Antigen retrieval is an effective method of unmasking antigenic epitopes on the surface of formalin-fixed paraffin-embedded (FFPE) tissue sections. The antigen retrieval technique breaks the methylene bridges between epitopes and unrelated proteins to expose antigenic sites for antibody binding (1) (Figure 1).

What is heat mediated antigen retrieval?

Heat-induced epitope retrieval is most often performed using a pressure cooker, a microwave, or a vegetable steamer. Some labs use a water bath set to 60°C and incubate the slides in retrieval solution overnight. This applies also to the choice of buffer used for heat-mediated retrieval.

How do you make an antigen retrieval solution?

Sodium citrate buffer (10 mM Sodium citrate, 0.05% Tween 20, pH 6.0)

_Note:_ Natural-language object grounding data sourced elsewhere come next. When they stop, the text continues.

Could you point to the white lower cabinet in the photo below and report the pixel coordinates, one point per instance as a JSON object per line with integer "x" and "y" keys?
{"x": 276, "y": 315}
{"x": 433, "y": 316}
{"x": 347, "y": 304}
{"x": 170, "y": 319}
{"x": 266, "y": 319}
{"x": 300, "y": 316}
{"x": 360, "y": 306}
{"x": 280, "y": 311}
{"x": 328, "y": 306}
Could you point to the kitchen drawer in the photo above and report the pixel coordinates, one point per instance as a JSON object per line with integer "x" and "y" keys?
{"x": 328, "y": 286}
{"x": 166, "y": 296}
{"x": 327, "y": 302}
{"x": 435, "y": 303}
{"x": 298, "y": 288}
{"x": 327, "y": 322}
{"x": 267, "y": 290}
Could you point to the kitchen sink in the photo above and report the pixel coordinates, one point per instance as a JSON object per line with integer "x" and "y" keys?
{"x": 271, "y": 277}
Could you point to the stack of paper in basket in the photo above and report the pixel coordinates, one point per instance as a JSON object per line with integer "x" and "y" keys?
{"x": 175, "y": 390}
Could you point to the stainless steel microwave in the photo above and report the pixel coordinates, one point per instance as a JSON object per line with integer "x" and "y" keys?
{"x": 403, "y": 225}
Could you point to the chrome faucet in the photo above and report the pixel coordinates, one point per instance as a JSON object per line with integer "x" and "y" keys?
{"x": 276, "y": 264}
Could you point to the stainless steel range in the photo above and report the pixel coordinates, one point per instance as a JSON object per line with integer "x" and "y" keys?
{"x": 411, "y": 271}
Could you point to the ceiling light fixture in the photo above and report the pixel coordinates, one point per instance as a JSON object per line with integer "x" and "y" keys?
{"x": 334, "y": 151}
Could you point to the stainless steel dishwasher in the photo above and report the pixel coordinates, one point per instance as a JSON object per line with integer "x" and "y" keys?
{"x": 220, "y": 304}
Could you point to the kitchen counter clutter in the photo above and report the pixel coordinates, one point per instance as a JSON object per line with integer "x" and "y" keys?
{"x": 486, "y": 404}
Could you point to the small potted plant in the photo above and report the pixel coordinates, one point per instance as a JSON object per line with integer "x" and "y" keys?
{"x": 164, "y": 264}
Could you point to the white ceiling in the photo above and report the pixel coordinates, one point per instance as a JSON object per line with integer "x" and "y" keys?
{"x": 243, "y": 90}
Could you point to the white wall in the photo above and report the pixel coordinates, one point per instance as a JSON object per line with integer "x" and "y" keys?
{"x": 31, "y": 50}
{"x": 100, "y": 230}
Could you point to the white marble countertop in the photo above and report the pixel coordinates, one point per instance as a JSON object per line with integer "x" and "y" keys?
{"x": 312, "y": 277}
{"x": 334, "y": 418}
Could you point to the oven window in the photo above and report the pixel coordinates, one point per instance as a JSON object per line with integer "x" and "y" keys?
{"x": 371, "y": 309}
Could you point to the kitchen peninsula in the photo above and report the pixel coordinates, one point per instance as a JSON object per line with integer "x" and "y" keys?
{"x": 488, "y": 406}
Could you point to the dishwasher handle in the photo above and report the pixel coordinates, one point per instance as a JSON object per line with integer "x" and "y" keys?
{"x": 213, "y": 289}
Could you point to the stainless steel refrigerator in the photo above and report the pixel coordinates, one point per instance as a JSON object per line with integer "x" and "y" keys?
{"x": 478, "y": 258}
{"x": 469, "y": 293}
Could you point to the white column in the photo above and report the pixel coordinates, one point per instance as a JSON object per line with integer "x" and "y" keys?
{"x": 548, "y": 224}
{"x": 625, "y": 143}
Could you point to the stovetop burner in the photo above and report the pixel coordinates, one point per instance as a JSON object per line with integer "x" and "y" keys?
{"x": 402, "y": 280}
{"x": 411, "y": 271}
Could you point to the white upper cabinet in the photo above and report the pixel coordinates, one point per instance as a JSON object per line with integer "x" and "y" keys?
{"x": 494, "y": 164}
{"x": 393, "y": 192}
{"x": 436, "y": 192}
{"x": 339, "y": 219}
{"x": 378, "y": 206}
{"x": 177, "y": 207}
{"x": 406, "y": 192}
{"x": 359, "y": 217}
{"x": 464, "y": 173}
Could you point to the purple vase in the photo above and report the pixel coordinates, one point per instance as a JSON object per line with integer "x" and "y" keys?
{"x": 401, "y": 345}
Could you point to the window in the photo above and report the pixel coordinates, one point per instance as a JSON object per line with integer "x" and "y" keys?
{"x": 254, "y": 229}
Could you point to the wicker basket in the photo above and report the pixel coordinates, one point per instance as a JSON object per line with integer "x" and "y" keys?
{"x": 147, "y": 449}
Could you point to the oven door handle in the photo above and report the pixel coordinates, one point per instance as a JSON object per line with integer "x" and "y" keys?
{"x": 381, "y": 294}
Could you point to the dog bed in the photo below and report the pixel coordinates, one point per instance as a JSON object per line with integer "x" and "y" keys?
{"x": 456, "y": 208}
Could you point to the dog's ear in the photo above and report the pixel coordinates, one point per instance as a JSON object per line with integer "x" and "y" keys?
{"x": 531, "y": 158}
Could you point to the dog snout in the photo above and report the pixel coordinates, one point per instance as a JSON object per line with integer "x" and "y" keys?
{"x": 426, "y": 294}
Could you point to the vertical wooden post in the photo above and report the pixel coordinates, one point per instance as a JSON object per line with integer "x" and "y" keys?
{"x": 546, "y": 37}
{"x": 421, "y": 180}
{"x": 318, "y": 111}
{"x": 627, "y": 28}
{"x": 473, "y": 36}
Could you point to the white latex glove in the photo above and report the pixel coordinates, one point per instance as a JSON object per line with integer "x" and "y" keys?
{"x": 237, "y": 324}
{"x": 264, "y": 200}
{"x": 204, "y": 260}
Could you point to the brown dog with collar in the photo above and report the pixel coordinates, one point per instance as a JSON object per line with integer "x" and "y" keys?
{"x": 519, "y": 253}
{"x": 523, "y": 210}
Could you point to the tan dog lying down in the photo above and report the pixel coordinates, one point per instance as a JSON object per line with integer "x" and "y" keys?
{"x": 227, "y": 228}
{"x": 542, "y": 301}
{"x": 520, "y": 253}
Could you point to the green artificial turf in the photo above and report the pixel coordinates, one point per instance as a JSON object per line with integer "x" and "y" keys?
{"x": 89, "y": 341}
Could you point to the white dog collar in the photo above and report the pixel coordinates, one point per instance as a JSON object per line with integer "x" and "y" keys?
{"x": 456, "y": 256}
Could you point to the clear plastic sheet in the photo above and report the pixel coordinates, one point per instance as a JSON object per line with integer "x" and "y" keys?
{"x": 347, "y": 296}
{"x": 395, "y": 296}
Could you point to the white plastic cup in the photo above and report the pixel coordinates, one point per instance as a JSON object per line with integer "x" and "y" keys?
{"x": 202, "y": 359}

  1. Tri-sodium citrate (dihydrate) 2.94 g.
  2. Distilled water 1 L.
  3. Mix to dissolve. Adjust pH to 6.0 with 1N HCl.
  4. Add 0.5 mL Tween 20 and mix well. Store at room temperature for 3 months or at.
  5. 4°C for longer storage.

What are the methods of antigen retrieval technique?

The two methods for antigen retrieval are heat induced epitope retrieval (HIER) and enzymatic retrieval.

What are the different methods of retrieval of masked antigens?

When discussing antigen retrieval methods, techniques generally fall into two main categories, protease-induced epitope retrieval (PIER) and heat-induced epitope retrieval (HIER).

How do you Deparaffinize sections?

a) Heat treatment (recommended method): Place slides in a container and cover with 10 mM sodium citrate buffer, pH 6.0; or with 50 mM glycine-HCl buffer (glycine: sc-29096), pH 3.5, with 0.01% (w/v) EDTA (EDTA: sc-29092). Heat at 95º C for 5 minutes.

Why is xylene used for Deparaffinization?

Histologists are usually exposed to xylene during histoprocessing, deparaffinization, and clearing prior to coverslipping. [10] Worldwide, xylene is considered to be the most commonly used dewaxing and clearing agent as it renders tissue transparent and removes alcohols from tissues rapidly.